Repeated Marks User Timing allows the same mark to occur many times. All of
the interfaces need to accommodate this by returning arrays. This means that
even simple cases have to index into an array. Instead, the burden has been
shifted to the user collecting several marks with the same name. Each must
have a unique name.

If this is unacceptable, we can return arrays from the interface.
Primary Benefits Single Interface This unifies the 3 existing timing
specifications into a single interface.
Future Compatible Adding additional timing information to the interface
should be just a matter of adding new measures or marks to the model. For
example, one future proposal is to include paint times. Each element can
have its own measure with marks for layouts and paints.

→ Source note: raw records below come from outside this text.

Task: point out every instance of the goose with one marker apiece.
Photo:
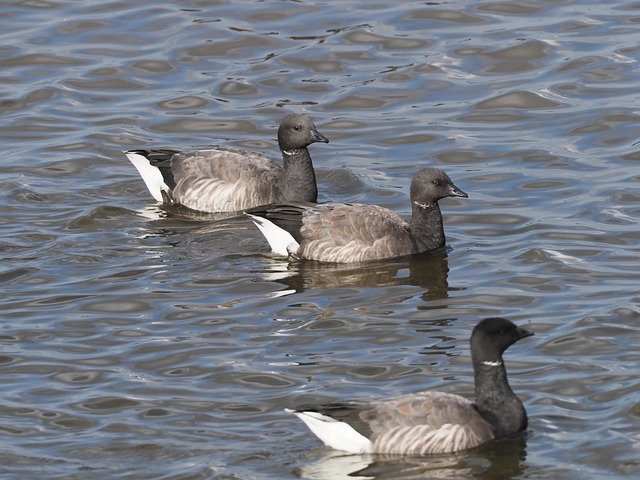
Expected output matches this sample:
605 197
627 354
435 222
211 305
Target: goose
347 233
229 180
430 422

Waterfall View The waterfall view found in the Web Inspector is considered
the model for the timing specifications. This proposal structures the data
in the same way it appears in the waterfall.
Other Considerations Opt-in It would be easy to flood the user with a
massive array of measures and marks for every detail the UA can record. Most
users won’t record every single detail all of the time and we should
discourage them from doing so. Instead, users should opt-in to the data
they’d like collected. This becomes more important as we measure more
things.
Variations Measure Types Each measure has an associated type: document,
resource, or user. These correspond to the 3 timing specifications. The UA
assigns the type when creating a measure. Users can filter measures based on
type.
Explicit Measures For simplicity, it may be better to just require users to
specify a measure when using User Timing.